Some just look at charts. Some it’s fundamentals and their balance sheets. Others who probably do better do both.
Jesus once said there will be false profits, saying here’s the way or there’s the way but don’t go.
Right now Im averaging 25-27 per share a year on dividends and will look at this downturn to buy more shares and some out of the country case things get shaky here.
Anything else is just a charting hobby.
I do watch Greg once in awhile but in that one he didn’t seem interested much as hard as the poor guy was tolerating his constant interruptions trying to get back on track. Did he sell a book at the end of it?
Ps I’m guessing if you added them all up then add up every prediction and see how they differ. But to be open minded you have to be careful purposely seeking out those who you only agree with even though the charts, fundamentals, financial sheets, sector, economy might differ. Sometimes you can just get too much information.
goldielocks @ 20:40…. you asked why would I bother doing that?

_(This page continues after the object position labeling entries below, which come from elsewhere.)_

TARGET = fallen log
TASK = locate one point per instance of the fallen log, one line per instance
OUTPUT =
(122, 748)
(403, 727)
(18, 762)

I know why I would bother doing that! If I am interested in something I try to look at all I can find, both positive and negative, on that subject, so when I make a decision on that subject I Know my decision is based on my own thorough research and most likely to be the right decision. If I turn out to have been wrong in my decision I have no one to blame but myself.
By the way, has anyone heard from Mr Copper? It seems kind of out of character for him to be missing for so long.